Guy Tapie «Le logement devient une base de repli»

Le sociologue Guy Tapie se penche sur les changements de comportement induits par la domotique :
(Mr Thehlam / Flickr)
publié le 26 mai 2015 à 20h01

Guy Tapie est professeur de sociologie à l'Ecole nationale supérieure d'architecture et de paysage de Bordeaux et auteur de Sociologie de l'habitat contemporain : vivre l'architecture, aux éditions Parenthèses. Pour lui, il existe un décalage entre les dispositifs techniques de plus en plus sophistiqués et leurs usages au quotidien.

En quoi la domotique et les objets connectés modifient-ils l’habitat ?

C’est un questionnement récurrent autour de ces dispositifs techniques. La domotique et les technologies permettant d’intégrer au logement des automatismes pour gérer sa consommation d’énergie, piloter à distance ses appareils électroménagers ou encore gérer la sécurité de sa maison devaient révolutionner l’habitat. Mais pour l’instant, ils n’ont pas changé ce que représente l’essence du logement au niveau du vécu symbolique et des pratiques d’habiter. Bien sûr qu’apporter de la plus value d’usage aux habitants est important. Qu’une maison connectée peut favoriser le maintien à domicile de personnes âgées et offrir un gain de confort au quotidien considérable. Mais par rapport à ses capacités, son usage actuel reste limité.

Pourquoi ?

Il y a un décalage important entre les innovations très pointues développées par les ingénieurs et les techniciens et leur utilisation quotidienne. Peut-être que les usagers n’ont pas adopté les bons comportements, mais les systèmes sont encore complexes. Dès que l’on veut en faire un usage plus sophistiqué, ils deviennent compliqués à gérer. Il faut télécharger des applications, les interfaces ne sont pas assez ergonomiques. Malgré la multiplication des solutions mises sur le marché, le prix qui baisse, la domotique s’apparente à l’heure actuelle à un logiciel bureautique sous-exploité dont on mobilise seulement 10% des fonctionnalités.

Selon une étude récente (1), les solutions connectées les plus demandées sont celles concernant la protection et la sécurité. Comment expliquer cette demande ?

C’est une dimension très marquante dans l’évolution de l’habitat de ces dernières années, et l’offre de protection a considérablement progressé. Le logement devient une base de repli, une barrière protectrice contre l’extérieur dans une société perçue comme dangereuse. Dans ce contexte-là, les nouveaux dispositifs techniques jouent un rôle important. Les caméras, les visiophones, les portes à cartes magnétiques et toutes les solutions de surveillance à distance contribuent à un repli, voire une rétraction dans son domicile. Les barrières entre espace public et intime sont de plus en plus étanches.

N’est-ce pas paradoxal alors de souhaiter vivre dans une maison connectée ?

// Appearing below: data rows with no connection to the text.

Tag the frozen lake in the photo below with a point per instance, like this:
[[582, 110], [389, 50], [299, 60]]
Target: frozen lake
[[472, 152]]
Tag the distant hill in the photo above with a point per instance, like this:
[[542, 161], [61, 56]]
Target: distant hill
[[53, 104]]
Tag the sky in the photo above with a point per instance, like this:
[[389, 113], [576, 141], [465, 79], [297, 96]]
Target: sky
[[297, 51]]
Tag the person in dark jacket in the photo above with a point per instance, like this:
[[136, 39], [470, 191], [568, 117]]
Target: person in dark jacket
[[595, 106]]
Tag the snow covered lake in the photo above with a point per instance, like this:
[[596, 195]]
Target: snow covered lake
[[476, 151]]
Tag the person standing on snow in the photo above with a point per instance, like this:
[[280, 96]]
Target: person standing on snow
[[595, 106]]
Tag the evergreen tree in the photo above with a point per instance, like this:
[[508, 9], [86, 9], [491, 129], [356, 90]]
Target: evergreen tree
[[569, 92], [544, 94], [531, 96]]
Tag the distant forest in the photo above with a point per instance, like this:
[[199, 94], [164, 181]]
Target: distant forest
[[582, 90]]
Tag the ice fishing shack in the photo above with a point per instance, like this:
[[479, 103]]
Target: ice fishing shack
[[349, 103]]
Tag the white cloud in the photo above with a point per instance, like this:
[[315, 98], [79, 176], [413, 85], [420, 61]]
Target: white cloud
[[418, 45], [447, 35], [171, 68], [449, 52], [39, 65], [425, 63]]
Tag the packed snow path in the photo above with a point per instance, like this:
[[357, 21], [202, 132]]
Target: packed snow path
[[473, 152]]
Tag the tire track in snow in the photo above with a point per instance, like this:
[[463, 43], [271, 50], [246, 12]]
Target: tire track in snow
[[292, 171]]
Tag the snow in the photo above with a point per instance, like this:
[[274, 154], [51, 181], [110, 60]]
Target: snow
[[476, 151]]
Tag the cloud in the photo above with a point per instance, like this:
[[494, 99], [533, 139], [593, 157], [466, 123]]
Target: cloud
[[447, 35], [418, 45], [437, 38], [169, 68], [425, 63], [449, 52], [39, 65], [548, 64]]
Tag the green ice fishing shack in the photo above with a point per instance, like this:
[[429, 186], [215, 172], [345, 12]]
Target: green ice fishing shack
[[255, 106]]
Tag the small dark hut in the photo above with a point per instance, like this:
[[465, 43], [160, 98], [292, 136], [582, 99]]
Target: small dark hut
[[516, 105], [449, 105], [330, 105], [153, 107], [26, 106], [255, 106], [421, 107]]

Si ! Alors que nous sommes de plus en plus en réseau, que nos objets sont connectés, qu’ils établissent ou réactivent des liens, leur usage amène à s’isoler, favorisant une individualisation de l’appropriation des espaces du logement. On est en même temps relié au monde et l’on dresse des barrières physiques entre soi et la société. La maison connectée améliore probablement le confort des habitants, la gestion des ambiances au niveau thermique et acoustique, l’accès à des services, mais porte le risque de se déconnecter de pratiques de sociabilité qui se restreignent alors à des relations de voisinage choisies.

(1) Etude CSA pour Orange réalisée en octobre 2014.